Wouldn’t it be great if you knew that every new campaign would be a great success? This could mean:
– Next to your highly optimized STAG alpha campaigns, you run a broad match beta that delivers 20% more clicks at the same CPA.
– You expand your account with some display remarketing campaigns, and get thousands of dollars extra profit next month.
– For the latest product in your client’s shop, you launch a Performance Max campaign, and the product sells out in the first week.
Unfortunately, things don’t work like this. Anything worth doing brings with it a certain risk. In our PPC world, this could be: a non-zero chance of you wasting some (or a lot) of the budget on clicks that don’t convert.
Yesterday, I had a client asking me to promote a new product.
I explained to the client my expectations are low; the product is relatively expensive compared to the alternatives, the USPs only resonate within a small set of the market, and the keywords used by the target audience are also used by a lot of people that are outside of the target audience.
Conflicting thoughts went through my head:
– There’s no way I am going to do this, the risk of disappointing my client is too high
– What will my colleagues think if this turns into one big failure?!
– But damn, this could be a nice opportunity to discover the effects of a new campaign setup I’ve been thinking about for weeks.

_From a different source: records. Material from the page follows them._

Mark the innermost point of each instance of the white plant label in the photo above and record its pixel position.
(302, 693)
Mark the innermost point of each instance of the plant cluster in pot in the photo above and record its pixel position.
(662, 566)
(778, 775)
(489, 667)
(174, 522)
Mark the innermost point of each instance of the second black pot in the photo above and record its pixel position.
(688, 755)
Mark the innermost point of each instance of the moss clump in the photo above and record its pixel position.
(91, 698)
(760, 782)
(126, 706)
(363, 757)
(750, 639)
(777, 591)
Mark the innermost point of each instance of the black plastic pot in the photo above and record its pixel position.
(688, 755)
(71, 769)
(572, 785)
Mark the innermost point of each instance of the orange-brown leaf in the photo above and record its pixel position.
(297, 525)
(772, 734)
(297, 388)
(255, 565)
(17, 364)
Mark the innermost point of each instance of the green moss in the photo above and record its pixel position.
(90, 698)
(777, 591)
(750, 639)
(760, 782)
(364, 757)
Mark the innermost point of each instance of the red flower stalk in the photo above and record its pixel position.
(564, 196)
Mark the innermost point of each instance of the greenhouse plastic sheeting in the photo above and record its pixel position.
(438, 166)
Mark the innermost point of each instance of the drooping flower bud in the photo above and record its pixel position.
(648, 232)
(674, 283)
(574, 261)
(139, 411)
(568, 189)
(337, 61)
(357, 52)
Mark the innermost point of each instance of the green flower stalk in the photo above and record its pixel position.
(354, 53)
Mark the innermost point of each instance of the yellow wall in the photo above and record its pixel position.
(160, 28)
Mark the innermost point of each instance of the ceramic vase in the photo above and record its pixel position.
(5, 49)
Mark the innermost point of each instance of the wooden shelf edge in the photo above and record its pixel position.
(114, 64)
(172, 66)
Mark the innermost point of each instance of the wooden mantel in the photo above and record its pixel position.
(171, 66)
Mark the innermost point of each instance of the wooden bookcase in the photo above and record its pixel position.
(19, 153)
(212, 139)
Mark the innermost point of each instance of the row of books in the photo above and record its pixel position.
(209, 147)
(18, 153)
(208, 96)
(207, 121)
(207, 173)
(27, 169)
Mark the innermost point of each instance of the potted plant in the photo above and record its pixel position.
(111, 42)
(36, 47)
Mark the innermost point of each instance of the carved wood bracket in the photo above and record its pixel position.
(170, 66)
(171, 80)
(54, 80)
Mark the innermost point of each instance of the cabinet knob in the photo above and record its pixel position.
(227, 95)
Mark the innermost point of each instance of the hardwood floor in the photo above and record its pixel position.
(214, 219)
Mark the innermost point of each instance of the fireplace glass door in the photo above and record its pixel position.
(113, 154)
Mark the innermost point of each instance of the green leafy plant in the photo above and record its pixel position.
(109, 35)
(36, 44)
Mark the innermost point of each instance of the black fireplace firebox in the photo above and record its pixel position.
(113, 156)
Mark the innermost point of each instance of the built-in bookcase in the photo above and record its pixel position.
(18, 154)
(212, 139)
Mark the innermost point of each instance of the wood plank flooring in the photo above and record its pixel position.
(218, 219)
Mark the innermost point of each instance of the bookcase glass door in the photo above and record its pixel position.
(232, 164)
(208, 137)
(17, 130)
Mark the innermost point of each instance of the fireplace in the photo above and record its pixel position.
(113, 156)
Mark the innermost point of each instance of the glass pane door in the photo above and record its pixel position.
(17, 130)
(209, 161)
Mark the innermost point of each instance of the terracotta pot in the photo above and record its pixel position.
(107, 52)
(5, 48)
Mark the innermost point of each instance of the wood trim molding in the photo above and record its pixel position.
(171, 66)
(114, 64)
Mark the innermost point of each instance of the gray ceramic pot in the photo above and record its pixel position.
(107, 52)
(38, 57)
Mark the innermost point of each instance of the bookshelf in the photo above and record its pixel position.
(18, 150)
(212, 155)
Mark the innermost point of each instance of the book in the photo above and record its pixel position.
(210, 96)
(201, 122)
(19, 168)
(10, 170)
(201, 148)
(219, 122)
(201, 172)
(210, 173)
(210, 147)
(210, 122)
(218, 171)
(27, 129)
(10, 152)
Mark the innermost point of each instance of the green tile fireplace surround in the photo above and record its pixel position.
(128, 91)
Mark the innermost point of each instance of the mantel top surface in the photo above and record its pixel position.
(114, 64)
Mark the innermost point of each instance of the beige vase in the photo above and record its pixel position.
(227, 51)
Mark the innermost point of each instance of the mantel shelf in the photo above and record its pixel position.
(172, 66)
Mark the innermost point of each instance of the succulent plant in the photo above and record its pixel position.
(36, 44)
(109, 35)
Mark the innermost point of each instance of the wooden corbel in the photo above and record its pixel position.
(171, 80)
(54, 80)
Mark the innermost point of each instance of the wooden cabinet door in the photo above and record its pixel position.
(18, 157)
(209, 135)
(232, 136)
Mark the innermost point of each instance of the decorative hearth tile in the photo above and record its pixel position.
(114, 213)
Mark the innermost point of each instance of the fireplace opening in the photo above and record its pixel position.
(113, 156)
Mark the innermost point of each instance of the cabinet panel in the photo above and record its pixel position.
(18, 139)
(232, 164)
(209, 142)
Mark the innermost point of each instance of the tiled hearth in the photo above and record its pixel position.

Yes, I do feel that some smart bidding magic just might be able to detect the right audience signals and zoom in on the clicks from the audience that will convert.
So, here’s what I did:
1. Coordinate clear expectations with the client (“this is a test, we need a separate test budget for this, with zero ROI expectations for the next 6 weeks”)
2. Formulate success criteria for the last week of the test, based on our main KPIs (“we aim for 50 transactions per week at a ROAS of 450% or higher”)
3. Come up with a reasonable strategy to test smart bidding for the new product
4. A detailed plan for the setup and daily/weekly optimizations for the new campaign
If you have these things in place, there’s really no reason not to take the risk.